Acidify Tomatoes before Canning
Posted: August 10, 2012
A common misconception is that tomatoes are a high acid food. With a pH of 4.6 tomatoes are right on the border between being high or low acid. The tomato variety and growing conditions (blight and diseased plants) can easily tip the acidity level to the low acid side of the scale.
Other misconceptions are that yellow tomatoes are lower in acid than red tomatoes and that heirloom tomatoes are high in acid. Both are still borderline. Yellow tomatoes taste less acid because they contain more natural sugars.
Why acidify tomatoes before canning them?
The bacterial spores that cause botulism cannot produce their deadly toxin in a high acid environment. Before filling a quart jar with tomatoes or tomato product, place 2 tablespoons bottled lemon juice, ½ teaspoon citric acid crystals, or 4 tablespoons (1/4 cup) vinegar in the jar. For a pint jars, use 1 tablespoon bottled lemon juice, ¼ teaspoon citric acid crystals, or 2 tablespoons vinegar.
Why not fresh lemon juice?
Bottled lemon juice has a controlled amount of acid. It is becoming easier to find small jars or cans of citric acid where canning supplies are sold. Vinegar is seldom used because it may cause undesirable flavor changes. Many people like the complimentary flavor of lemon and tomatoes. If you feel it is too tart, sugar can be added to sweeten the tomatoes.
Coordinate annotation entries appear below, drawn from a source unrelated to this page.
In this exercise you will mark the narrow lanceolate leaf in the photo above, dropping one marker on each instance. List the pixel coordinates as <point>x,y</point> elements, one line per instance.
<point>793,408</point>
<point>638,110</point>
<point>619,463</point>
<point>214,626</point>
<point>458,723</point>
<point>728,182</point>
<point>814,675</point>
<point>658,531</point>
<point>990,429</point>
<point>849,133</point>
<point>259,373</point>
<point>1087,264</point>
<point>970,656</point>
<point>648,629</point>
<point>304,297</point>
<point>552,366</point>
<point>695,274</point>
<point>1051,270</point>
Most combination tomato products also need to be acidified. Be especially cautious when canning tomato sauces that have low acid vegetables such as onions, celery, pepper, or garlic added for flavor. If too many of these flavor enhancers are used, the lemon juice or citric acid may not be adequate to safely process the sauce in a boiling water bath.
Never process tomato sauces with meat or mushrooms in a boiling water bath. Use a pressure canner. Never home can sauces containing cheese.
Processing times are also important to the safety of canning tomatoes and tomato products. Acidified tomatoes that are packed raw into pint or quart jars with no added liquid or in tomato juice need to be processed in a boiling water bath for 85 minutes or a pressure canner for 25 minutes (Use 10 pounds pressure in a weighted gauge canner and 11 pounds pressure in a dial gauge canner at altitudes below 1000 feet). Hot packed crushed tomatoes are processed in a boiling water bath for 35 minutes for pints, 45 minutes for quarts or either size jar in a pressure canner for 15 minutes. Process hot packed tomato juice in a boiling water bath for 35 minutes for pints and 40 minutes for quarts or pressure can either size jar for 15 minutes. Tomato juice and tomatoes should not be canned in half-gallon jars. These processing times may be longer than those found in old canning books.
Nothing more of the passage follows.